Le phénomène n’est pas nouveau, il a pris son envol dans les années 1970, mais grâce au développement extraordinaires des moyens de transport et de communication, il a peu à peu permis l’autonomisation des circuits économiques et financiers, laissant aux Etats quelques moyens de contrôle fort limités, mais en réalité aucune prise décisive sur les flux mondialisés. On a vu ces jours derniers General Motors mettre en difficulté les gouvernements russes et allemands sur la question d’Opel.

On redécouvre chaque jour dans les pages économiques des journaux l’arrogance des acteurs de la banque et de la finance en général qui se versent impunément des salaires amoraux après avoir fait perdre des milliards aux caisses publiques, et ce au mépris des décisions claironnées par les responsables politiques. Aussitôt passée la crise est oubliée et l’on repart comme en 14, sans changer un iota à une ligne de conduite qui s’est pourtant avérée catastrophique.

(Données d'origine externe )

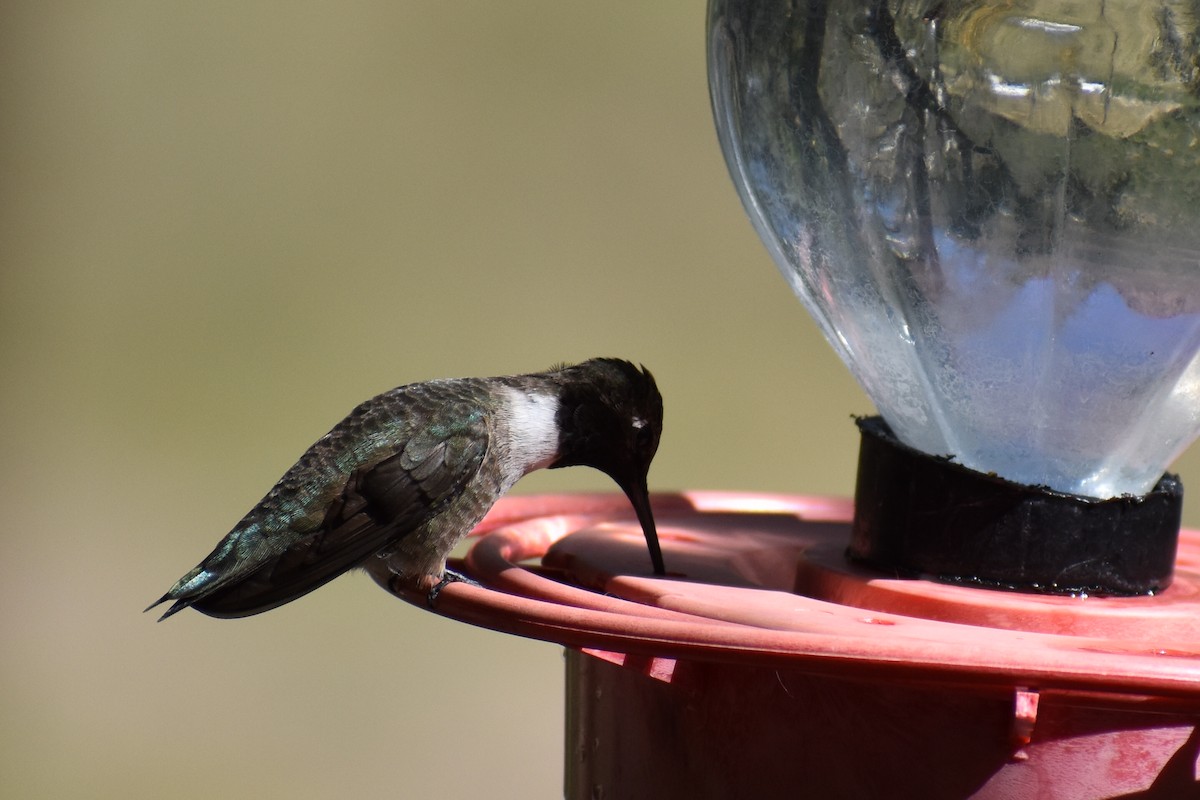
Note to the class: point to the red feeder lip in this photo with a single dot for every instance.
(761, 579)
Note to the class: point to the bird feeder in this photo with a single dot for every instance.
(991, 212)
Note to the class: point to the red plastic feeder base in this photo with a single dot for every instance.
(766, 666)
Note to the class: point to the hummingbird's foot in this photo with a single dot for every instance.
(448, 577)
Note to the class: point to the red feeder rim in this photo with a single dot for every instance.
(761, 579)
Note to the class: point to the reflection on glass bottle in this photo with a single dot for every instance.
(991, 209)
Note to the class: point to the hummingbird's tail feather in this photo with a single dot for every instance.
(304, 566)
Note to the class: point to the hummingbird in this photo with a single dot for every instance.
(409, 473)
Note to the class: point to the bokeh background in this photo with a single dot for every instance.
(227, 223)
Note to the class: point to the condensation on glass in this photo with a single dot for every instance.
(993, 210)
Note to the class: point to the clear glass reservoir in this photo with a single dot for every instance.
(993, 210)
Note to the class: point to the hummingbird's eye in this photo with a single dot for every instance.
(643, 438)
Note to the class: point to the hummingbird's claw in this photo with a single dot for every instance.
(448, 577)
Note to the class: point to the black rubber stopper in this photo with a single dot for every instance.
(924, 516)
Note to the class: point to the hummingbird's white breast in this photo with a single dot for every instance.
(531, 419)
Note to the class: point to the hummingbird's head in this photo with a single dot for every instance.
(610, 416)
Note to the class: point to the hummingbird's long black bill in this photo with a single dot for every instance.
(640, 495)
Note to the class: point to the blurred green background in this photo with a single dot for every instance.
(227, 223)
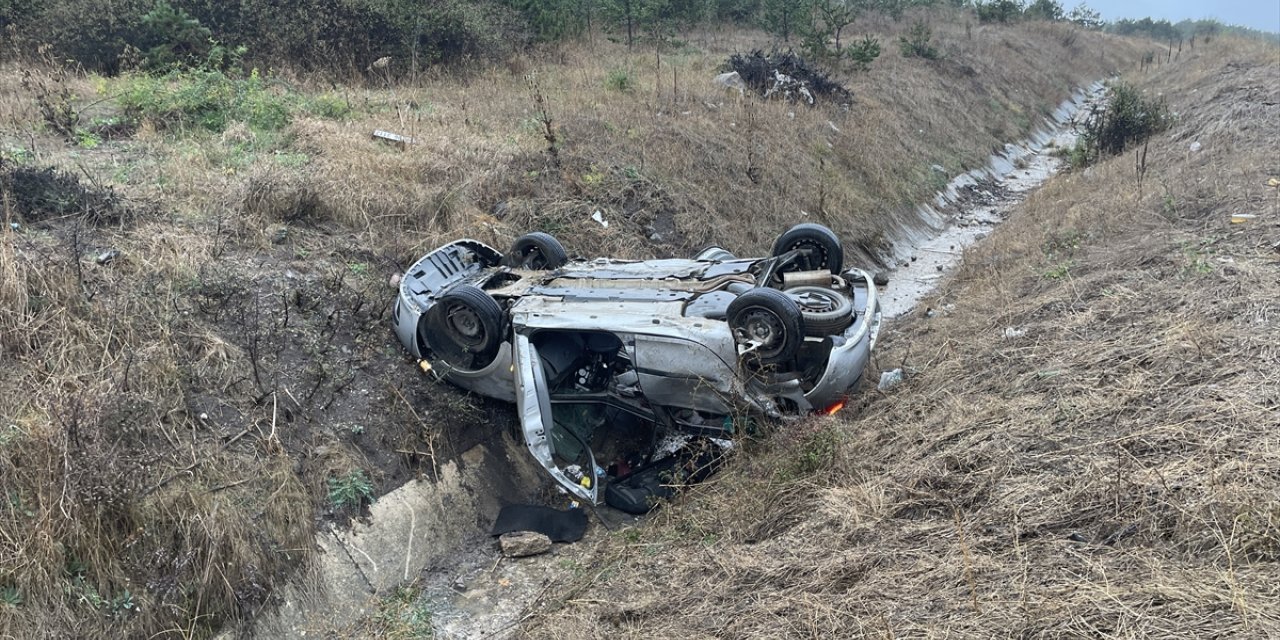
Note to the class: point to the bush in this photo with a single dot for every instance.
(999, 10)
(350, 492)
(206, 99)
(918, 42)
(337, 36)
(863, 53)
(1125, 119)
(620, 80)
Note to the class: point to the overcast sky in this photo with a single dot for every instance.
(1258, 14)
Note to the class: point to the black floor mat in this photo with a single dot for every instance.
(561, 526)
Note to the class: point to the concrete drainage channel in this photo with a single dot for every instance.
(434, 533)
(974, 202)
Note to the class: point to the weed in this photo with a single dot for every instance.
(351, 490)
(10, 595)
(87, 138)
(620, 80)
(328, 105)
(1059, 270)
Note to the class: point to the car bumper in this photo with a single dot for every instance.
(849, 359)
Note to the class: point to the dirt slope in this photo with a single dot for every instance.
(1109, 467)
(197, 368)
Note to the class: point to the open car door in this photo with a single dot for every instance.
(547, 440)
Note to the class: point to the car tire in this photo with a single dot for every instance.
(536, 251)
(714, 252)
(826, 311)
(465, 328)
(827, 252)
(771, 316)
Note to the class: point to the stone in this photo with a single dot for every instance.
(520, 544)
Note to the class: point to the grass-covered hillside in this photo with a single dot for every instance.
(196, 369)
(1084, 446)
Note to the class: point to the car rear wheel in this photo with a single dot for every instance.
(714, 252)
(465, 328)
(769, 323)
(538, 251)
(826, 311)
(821, 246)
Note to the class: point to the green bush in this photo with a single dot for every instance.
(864, 51)
(206, 99)
(334, 36)
(1127, 118)
(351, 490)
(999, 10)
(620, 80)
(918, 42)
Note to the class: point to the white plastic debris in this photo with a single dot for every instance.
(890, 379)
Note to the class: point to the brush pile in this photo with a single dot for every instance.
(786, 76)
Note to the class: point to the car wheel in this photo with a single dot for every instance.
(538, 251)
(823, 248)
(465, 327)
(826, 311)
(771, 320)
(714, 252)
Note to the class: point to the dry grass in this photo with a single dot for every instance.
(177, 411)
(1112, 472)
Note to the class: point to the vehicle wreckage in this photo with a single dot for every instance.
(606, 357)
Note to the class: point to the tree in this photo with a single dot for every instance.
(781, 17)
(828, 19)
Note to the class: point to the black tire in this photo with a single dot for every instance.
(826, 311)
(714, 252)
(824, 248)
(772, 318)
(464, 328)
(538, 251)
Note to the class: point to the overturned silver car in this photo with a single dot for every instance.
(604, 357)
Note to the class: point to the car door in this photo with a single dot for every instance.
(540, 429)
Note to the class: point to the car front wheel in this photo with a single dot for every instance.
(767, 325)
(819, 248)
(536, 251)
(465, 328)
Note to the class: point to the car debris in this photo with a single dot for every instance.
(604, 359)
(393, 138)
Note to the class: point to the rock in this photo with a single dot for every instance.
(890, 379)
(519, 544)
(731, 81)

Une autre cause est à rechercher dans le no man’s land idéologique créé par l’échec des grandes utopies qu’elles soient libérales ou communistes. Les hommes politiques pas plus ni mieux que les simples citoyens ne parviennent à définir des horizons de carrière qui aillent au-delà de leur intérêt personnel. Aujourd’hui un quadragénaire se lance, à la manière des Clinton, Blair ou Sarkozy, dans la politique pour acquérir l’image qui, ensuite, lui permettra de rentabiliser financièrement son acquis.

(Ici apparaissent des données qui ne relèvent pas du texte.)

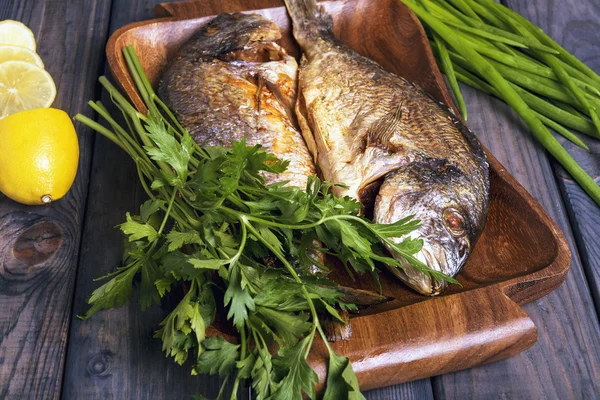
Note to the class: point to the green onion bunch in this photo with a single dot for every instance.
(497, 51)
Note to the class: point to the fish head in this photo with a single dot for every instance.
(450, 223)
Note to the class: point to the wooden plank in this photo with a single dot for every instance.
(574, 24)
(565, 361)
(113, 354)
(39, 245)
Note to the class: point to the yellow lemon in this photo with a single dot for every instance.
(24, 86)
(15, 33)
(39, 154)
(16, 53)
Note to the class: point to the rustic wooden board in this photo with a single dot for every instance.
(100, 363)
(575, 25)
(506, 260)
(113, 355)
(566, 358)
(39, 245)
(565, 362)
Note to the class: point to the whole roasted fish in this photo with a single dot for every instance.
(232, 81)
(368, 127)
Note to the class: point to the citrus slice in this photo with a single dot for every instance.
(24, 86)
(16, 53)
(15, 33)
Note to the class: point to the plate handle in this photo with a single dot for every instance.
(201, 8)
(440, 335)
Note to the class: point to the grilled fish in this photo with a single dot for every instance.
(379, 134)
(232, 81)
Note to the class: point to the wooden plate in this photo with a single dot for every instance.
(521, 256)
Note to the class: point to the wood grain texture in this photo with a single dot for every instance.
(39, 245)
(575, 24)
(125, 372)
(565, 361)
(520, 252)
(114, 355)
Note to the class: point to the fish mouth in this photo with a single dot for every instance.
(432, 255)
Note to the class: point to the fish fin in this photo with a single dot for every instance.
(307, 133)
(260, 84)
(286, 101)
(381, 131)
(309, 20)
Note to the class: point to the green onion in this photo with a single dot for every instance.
(520, 100)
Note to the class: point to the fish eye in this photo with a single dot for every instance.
(454, 222)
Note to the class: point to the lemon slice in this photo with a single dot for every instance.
(24, 86)
(15, 33)
(16, 53)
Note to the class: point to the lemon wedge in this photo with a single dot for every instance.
(15, 33)
(24, 86)
(16, 53)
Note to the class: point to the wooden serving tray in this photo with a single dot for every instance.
(521, 255)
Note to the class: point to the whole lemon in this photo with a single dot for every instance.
(39, 154)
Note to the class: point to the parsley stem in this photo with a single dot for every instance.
(242, 357)
(294, 274)
(166, 217)
(90, 123)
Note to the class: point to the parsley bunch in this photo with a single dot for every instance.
(212, 226)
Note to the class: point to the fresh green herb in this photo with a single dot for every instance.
(494, 49)
(210, 225)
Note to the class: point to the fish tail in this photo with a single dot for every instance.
(310, 21)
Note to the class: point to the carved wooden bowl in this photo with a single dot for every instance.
(521, 255)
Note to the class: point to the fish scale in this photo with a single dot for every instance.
(366, 126)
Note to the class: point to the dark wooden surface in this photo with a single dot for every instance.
(45, 352)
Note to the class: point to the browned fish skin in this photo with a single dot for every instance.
(232, 81)
(365, 125)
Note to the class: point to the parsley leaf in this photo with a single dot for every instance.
(238, 298)
(296, 375)
(137, 230)
(219, 356)
(167, 149)
(341, 380)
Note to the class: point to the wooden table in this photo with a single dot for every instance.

Incapables de se poser au-dessus du commun des mortels en suivant une ligne morale ancrée sur le service de l’Etat et de la collectivité, ils se contentent de voguer au jour le jour sans craindre de dire tout et son contraire. L’europhobe Blair vise la présidence européenne. L’ultra libéral Sarkozy se découvre colbertiste pour flatter les sondages.

N’est-il pas étrange de constater que vingt ans après avoir triomphé du Mal, les forces autoproclamées du Bien se trouvent elles-mêmes si mal que personne n’ose esquisser un pronostic sur le court terme, sur les cinq ans qui viennent? A la vitesse où elle repart la folle gestion économique et financière de la planète ne peut que nous conduire dans le mur. N’est-il pas angoissant de constater que les seuls dirigeants solidement campés sur leurs jambes sont des dictateurs (Poutine et Hu Jintao) à l’affût du moindre faux pas pour étendre leur domination en coupant l’un le gaz, l’autre ses lignes de crédits? N’est-il pas troublant de devoir admettre que le modèle européen le plus stable est le régime de Berlusconi qui amuse des troupeaux de moutons en leur lançant des grains de sel?